Зачарованная, она ощущала, как его тело медленно накрывает ее, как его стальные мускулы приникают к ней, точно повторяя все изгибы ее нежной плоти. Она чувствовала, что никогда еще не хотела никого так сильно, никогда еще не мечтала о наслаждении так отчаянно, так лихорадочно, как теперь.
Рон, казалось, понимал, какой волшебный экстаз овладел Патрицией, потому что его движения были нежны и осторожны. Ее бедра, ноги и низ живота были почти парализованы сладостной волной, которую порождали его прикосновения, ее груди напряженно содрогались от ласк его губ и языка. Это блаженство было новым и незнакомым для нее, потому что никогда еще никто так не занимался с ней любовью, никогда еще мужчина не познавал ее так сладко и так упоительно.
Она чувствовала силу его страсти и без смущения принимала и утоляла ее, потому что теперь ей больше нечего было бояться и скрывать. Она свободно прикасалась к нему, она направляла его, с восторгом чувствуя, как он подчиняется ей и отвечает на ее ласки усилением своего желания. Рон дарил ей себя так же откровенно и безраздельно, как раньше дарил свои улыбки и свои дразнящие взгляды, отдавал ей себя с той же уверенностью, с какой отдавал ей свои команды и строгие указания все эти несколько недель.
Его нарастающая страсть вздымала ее, поднимая все выше и выше, и она отвечала ему с неистовой радостью, руки ее то блуждали по его волосам, то принимались ласкать его широкую спину и напряженные бедра. Ее вздохи и шепот обволакивали его нежной паутиной, и наконец она услышала низкий стон, клокочущий в его горле. Он приник поцелуем к ее губам, сжал ее в своих объятьях, и соединился с ней в оглушительном взрыве наслаждения, невообразимо сильного и невыразимо прекрасного…

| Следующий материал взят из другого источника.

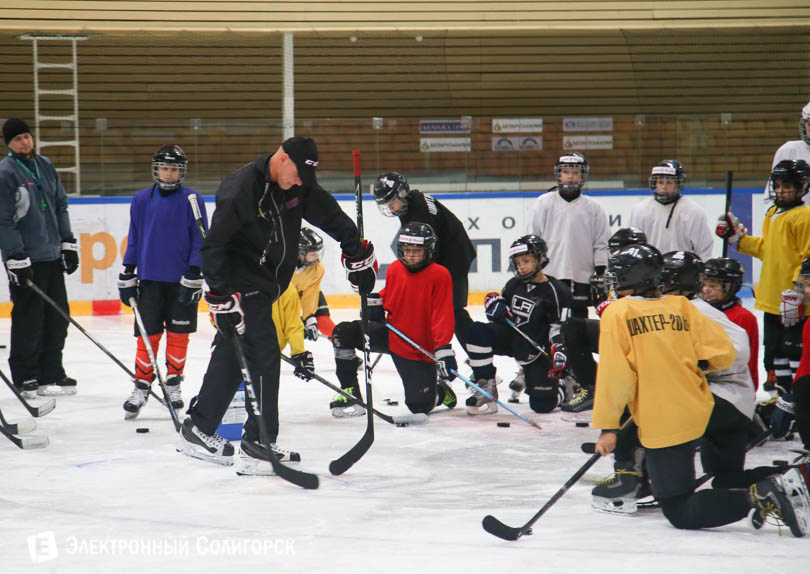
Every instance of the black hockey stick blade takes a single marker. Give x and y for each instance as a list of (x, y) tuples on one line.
[(26, 442), (501, 530), (38, 411)]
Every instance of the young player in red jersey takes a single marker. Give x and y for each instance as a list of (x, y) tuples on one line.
[(417, 300), (722, 278)]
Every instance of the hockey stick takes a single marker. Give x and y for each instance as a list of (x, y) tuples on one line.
[(345, 462), (151, 352), (460, 376), (501, 530), (73, 322), (525, 336), (25, 442), (296, 477), (729, 180), (412, 419), (22, 427), (39, 411)]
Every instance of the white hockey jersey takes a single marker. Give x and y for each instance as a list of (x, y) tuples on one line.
[(795, 149), (687, 230), (576, 233), (733, 384)]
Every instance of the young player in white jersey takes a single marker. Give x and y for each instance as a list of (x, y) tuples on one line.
[(671, 221), (575, 228)]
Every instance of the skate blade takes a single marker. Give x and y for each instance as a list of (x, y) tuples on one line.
[(348, 412), (615, 505), (485, 409), (201, 454)]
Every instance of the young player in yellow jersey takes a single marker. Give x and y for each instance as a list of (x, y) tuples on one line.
[(653, 351), (307, 281)]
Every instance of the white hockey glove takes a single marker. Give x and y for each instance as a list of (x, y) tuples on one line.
[(792, 307)]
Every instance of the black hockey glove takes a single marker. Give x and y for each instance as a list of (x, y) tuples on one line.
[(496, 307), (19, 270), (304, 365), (361, 268), (311, 328), (446, 362), (190, 291), (782, 416), (559, 361), (375, 309), (127, 286), (226, 313), (70, 255)]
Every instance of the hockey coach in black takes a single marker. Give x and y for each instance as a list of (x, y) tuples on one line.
[(248, 259)]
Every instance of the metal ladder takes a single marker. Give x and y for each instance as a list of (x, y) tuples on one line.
[(73, 92)]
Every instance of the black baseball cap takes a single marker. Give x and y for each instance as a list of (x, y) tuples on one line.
[(304, 154)]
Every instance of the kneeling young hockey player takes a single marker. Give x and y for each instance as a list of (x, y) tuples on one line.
[(417, 300), (536, 304), (654, 351)]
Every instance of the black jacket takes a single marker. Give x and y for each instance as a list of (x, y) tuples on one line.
[(454, 249), (253, 240)]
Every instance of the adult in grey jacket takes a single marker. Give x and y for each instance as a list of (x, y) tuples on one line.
[(37, 245)]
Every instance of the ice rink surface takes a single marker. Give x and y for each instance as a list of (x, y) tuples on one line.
[(102, 498)]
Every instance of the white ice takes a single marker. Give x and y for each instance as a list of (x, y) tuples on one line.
[(102, 498)]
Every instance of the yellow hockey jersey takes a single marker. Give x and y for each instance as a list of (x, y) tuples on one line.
[(287, 318), (785, 242), (648, 360), (307, 282)]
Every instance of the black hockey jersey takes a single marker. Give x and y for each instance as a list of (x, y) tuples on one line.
[(454, 250)]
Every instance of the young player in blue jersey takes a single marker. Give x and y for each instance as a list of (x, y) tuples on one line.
[(162, 272)]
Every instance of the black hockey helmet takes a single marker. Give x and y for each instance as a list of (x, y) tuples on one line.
[(528, 244), (727, 270), (636, 267), (804, 121), (626, 236), (308, 242), (681, 272), (419, 235), (795, 172), (570, 191), (389, 186), (667, 168), (169, 155)]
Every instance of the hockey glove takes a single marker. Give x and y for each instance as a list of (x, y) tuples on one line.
[(729, 227), (127, 286), (374, 306), (70, 255), (792, 307), (226, 313), (190, 291), (446, 362), (559, 361), (304, 365), (311, 328), (19, 270), (782, 416), (496, 307), (361, 268)]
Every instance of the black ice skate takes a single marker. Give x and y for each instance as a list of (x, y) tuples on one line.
[(196, 444)]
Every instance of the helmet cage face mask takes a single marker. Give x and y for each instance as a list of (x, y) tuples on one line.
[(577, 161), (669, 168)]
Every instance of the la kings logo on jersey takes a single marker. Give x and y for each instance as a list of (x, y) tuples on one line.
[(521, 308)]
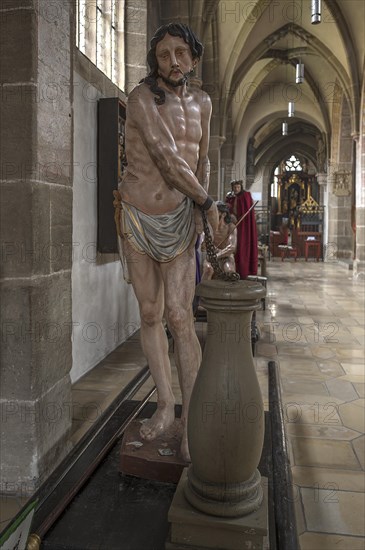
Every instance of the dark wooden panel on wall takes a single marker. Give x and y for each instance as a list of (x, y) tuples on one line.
[(111, 161)]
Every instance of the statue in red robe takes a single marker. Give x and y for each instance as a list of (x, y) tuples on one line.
[(239, 202)]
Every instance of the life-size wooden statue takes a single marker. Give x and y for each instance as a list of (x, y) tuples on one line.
[(162, 194)]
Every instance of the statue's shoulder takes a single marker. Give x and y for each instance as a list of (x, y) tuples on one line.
[(141, 91), (201, 97)]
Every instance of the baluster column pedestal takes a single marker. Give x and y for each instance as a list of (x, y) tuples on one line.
[(221, 500)]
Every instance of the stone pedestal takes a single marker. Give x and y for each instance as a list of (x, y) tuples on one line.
[(225, 429), (194, 530)]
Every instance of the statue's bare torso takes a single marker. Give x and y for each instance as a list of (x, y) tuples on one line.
[(163, 145)]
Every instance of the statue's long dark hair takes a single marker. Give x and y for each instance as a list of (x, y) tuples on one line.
[(174, 29)]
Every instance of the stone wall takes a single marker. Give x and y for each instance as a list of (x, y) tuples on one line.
[(36, 230), (104, 307)]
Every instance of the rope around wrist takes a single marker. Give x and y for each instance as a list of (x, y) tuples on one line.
[(212, 255)]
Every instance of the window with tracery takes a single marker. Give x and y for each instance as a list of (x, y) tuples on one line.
[(292, 164), (100, 36)]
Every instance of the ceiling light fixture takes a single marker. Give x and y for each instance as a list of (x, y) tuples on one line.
[(299, 73), (316, 12)]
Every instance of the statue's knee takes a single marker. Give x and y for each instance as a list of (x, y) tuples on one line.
[(150, 316), (177, 319)]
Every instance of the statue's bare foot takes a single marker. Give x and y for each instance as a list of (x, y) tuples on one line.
[(184, 448), (158, 423)]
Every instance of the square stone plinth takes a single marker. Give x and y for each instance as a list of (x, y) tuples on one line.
[(194, 530)]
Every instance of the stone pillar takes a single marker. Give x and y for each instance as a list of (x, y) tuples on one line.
[(225, 505), (37, 38), (323, 200), (359, 261)]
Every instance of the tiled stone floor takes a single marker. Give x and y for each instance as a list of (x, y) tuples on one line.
[(313, 327)]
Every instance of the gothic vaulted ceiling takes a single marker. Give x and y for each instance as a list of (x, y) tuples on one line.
[(258, 44)]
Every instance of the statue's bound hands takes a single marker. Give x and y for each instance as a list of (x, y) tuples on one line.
[(213, 217), (198, 220)]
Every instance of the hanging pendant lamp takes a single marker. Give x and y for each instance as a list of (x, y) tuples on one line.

Все было кончено, и, обессиленные и бездыханные, они лежали рядом где-то на краю бытия. Однако объятия Рона не ослабевали, и он не отпустил ее от себя, пока ее судорожное дыхание не успокоилось и не перешло в тихие вздохи и легкие содрогания под его поцелуями. Прикосновения его рук и губ, ласкающих ее лицо и грудь, оставались такими же нежными и ласковыми, и Патриция поняла, что это ощущение счастья и близости останется с нею навсегда, независимо от того, как судьба распорядится их будущим. Он пришел к ней и подарил ей себя именно тогда, когда она больше всего нуждалась в этом. Ниоткуда, как божество, возник он в ее жизни, изменил ее и сделал ее своей, чтобы в этой дивной полутьме она смогла испытать счастье, больше которого не было и не могло быть.
И даже если он явился только затем, чтобы снова исчезнуть, сыграв свою роль в ее судьбе, то пусть будет так. Пусть она опять останется одна, и пусть боль и унижение будут ее уделом. Она знала, что этой ночью он принадлежал только ей.
Он, должно быть, понял ее мысли и почувствовал ее бездумное желание броситься навстречу судьбе, потому что как верный друг он разделил с ней этот вызов и оставался с нею всю эту долгую волшебную ночь. В полусне они лежали рядом и, зачарованные лунным светом, тихо ласкали друг друга, пока страсть опять не соединила их воедино. Казалось, они оба понимали, что эти минуты могут быть последними мгновениями их счастья, поэтому снова и снова познавали друг друга с удивлением, восторгом и молчаливым восхищением.
Патриция не смогла бы сказать, сколько раз они принадлежали друг другу в эту ночь. Каждый раз это было как будто впервые, и каждый раз это было так прекрасно, что ни повторить, ни описать это было бы невозможно. И когда наконец луна исчезла, и сон пришел, чтобы разделить их, она уже знала, что полностью изменилась и что никогда не будет такой, какой была прежде. Но она не испугалась этой перемены в своем существе, она больше не боялась быть беспомощной и беззащитной, потому что он был с ней и держал ее в своих объятиях.